Modern, labour-saving, technology was therefore enthusiastically embraced at Gean including central heating, gas ignition coal fires and electric lighting. The service wing was designed to be very much part of the main house, with attractive, south facing, staff bedrooms overlooking the principal gardens. Only the higher sill levels of the service wing windows distinguish this section of the house.

Despite its modernity, Gean House incorporates many features to be found in country houses of earlier periods: the grand hall, complete with minstrels' gallery, the timber-panelled dining room, the drawing room, the library and the billiard room. Inglenook fireplaces form a decorative feature throughout Gean, and a practical means of retaining fireside heat. Conservatories were no longer fashionable in Edwardian Britain, but loggias and Japanese-style gardens were very much in vogue and incorporated into the grand plan. A local firm, Robert Cairns of Alloa, was engaged to build Kerr's design. Gean House functioned as an affluent family home for fewer than 40 years.

==After the Patons==
Gean remained a Paton family residence until 1951, when it was donated to the Scottish Temperance Alliance for use as a conference and study centre.
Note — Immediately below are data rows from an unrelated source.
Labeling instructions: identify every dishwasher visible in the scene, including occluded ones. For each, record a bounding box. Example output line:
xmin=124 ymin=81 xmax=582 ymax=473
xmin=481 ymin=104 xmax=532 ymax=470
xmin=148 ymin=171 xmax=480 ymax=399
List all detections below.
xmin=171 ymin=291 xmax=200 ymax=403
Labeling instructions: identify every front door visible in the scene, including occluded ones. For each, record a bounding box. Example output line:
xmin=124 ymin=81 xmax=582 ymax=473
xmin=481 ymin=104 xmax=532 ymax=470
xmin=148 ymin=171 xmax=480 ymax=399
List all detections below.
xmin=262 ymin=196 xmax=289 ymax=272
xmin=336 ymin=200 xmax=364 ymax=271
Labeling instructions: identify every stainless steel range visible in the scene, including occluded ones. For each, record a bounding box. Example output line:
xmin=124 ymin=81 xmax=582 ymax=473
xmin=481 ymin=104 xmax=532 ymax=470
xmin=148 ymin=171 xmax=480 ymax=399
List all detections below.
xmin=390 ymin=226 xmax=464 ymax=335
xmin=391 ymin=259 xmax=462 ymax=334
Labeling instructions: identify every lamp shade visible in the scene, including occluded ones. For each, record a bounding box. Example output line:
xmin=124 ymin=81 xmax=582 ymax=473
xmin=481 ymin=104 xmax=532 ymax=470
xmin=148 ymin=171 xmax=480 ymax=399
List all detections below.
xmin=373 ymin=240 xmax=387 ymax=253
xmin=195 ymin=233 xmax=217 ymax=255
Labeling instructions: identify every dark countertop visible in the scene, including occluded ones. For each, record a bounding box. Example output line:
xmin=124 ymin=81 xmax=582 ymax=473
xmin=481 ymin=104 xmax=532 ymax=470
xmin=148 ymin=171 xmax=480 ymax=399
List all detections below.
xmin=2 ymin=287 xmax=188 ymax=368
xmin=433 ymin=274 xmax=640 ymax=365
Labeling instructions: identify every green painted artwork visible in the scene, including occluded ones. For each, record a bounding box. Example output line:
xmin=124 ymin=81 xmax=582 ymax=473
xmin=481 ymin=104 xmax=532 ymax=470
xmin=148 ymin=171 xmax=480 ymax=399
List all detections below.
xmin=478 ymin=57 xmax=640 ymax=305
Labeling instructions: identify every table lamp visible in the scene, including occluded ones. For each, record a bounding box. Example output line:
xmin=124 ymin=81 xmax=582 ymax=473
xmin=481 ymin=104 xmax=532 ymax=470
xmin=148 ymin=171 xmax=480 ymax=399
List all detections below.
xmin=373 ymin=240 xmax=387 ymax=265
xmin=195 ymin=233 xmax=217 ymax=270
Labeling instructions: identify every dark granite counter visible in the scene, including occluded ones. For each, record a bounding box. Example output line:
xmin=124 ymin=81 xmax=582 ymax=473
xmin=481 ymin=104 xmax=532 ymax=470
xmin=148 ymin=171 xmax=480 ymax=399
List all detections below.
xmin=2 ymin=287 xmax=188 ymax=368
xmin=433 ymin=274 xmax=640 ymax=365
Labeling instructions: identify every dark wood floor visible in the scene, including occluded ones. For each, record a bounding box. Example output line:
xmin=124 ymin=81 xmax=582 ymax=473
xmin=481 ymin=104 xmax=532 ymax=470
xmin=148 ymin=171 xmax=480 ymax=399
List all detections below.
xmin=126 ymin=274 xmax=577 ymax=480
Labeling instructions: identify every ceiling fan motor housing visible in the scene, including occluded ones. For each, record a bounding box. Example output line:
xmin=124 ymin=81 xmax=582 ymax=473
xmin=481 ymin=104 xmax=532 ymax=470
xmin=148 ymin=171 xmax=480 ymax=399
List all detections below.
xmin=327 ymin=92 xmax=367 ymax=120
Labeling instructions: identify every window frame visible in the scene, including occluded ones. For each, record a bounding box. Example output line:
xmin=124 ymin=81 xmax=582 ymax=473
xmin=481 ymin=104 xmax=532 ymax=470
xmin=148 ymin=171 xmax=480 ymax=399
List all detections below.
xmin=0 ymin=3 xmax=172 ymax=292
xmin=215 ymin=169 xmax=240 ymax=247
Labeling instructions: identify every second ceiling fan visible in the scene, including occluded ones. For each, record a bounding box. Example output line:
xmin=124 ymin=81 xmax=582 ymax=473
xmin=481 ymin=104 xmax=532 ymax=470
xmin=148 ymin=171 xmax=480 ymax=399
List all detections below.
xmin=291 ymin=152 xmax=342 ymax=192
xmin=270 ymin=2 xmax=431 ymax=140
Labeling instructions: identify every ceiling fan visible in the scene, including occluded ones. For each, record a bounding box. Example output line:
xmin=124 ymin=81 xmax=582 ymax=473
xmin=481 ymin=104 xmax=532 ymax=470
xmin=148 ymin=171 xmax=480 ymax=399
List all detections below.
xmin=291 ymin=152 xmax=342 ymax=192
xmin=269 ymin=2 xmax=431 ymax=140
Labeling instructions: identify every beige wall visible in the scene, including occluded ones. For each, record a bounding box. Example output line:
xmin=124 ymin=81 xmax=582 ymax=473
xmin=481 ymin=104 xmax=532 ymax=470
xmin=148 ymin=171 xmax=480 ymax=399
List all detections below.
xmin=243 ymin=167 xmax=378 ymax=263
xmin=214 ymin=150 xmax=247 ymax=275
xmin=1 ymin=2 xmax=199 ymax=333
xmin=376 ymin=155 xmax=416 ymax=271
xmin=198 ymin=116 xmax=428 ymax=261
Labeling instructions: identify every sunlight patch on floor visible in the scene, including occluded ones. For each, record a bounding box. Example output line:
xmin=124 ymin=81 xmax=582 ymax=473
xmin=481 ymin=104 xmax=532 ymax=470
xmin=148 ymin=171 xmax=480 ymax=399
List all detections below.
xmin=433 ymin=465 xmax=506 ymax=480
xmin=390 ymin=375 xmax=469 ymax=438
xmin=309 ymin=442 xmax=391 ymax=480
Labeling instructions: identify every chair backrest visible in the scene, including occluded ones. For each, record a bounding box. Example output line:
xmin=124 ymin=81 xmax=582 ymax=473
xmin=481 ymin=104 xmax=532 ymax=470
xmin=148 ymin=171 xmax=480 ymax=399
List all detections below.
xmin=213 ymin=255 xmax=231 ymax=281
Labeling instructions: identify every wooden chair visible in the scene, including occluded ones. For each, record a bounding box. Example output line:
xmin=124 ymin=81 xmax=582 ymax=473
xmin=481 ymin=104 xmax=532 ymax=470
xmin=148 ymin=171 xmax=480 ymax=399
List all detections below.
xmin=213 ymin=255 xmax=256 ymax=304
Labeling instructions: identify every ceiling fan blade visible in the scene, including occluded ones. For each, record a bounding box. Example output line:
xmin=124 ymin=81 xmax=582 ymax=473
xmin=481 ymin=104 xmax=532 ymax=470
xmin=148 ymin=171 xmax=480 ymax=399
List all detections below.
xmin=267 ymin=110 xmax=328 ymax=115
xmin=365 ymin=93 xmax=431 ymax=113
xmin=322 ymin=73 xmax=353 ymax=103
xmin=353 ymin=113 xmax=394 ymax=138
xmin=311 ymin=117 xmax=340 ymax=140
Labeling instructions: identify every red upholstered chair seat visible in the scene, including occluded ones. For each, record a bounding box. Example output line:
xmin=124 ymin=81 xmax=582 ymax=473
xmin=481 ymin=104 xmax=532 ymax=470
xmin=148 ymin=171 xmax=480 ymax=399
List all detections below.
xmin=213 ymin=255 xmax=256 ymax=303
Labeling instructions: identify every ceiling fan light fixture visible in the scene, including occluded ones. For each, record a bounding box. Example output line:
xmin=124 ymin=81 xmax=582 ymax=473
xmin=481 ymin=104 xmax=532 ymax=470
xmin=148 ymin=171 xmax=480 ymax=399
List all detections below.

During the 1970s, both the north and south lodges and a policy field were sold off, and much of the parkland given to the local council. Despite raising money by dismembering the estate, the registered owners, The Gean House (Scottish Temperance Alliance) Limited, went into liquidation in 1979.

The house was sold to Donald Aarons, a Melbourne-based businessman in 1982, but remained boarded up and abandoned for a further seven years until it found new owners with ambitions to turn the house into an exclusive private hotel. A considerable investment was made in 1989 to partially restore the building and redress years of neglect. However, within a few years, the hotel business failed.

In 1999, Gean House was bought by an Alloa-based trust company, now known as Ceteris. The company fully restored the property as a venue for a wide range of business and social events. In October 2018, the property was purchased by local businessman and chairman of Alloa Athletic football club, Mike Mulraney. It was subsequently turned back into a private residence and is currently under further modernisation and restoration. Gean House is a category A listed building.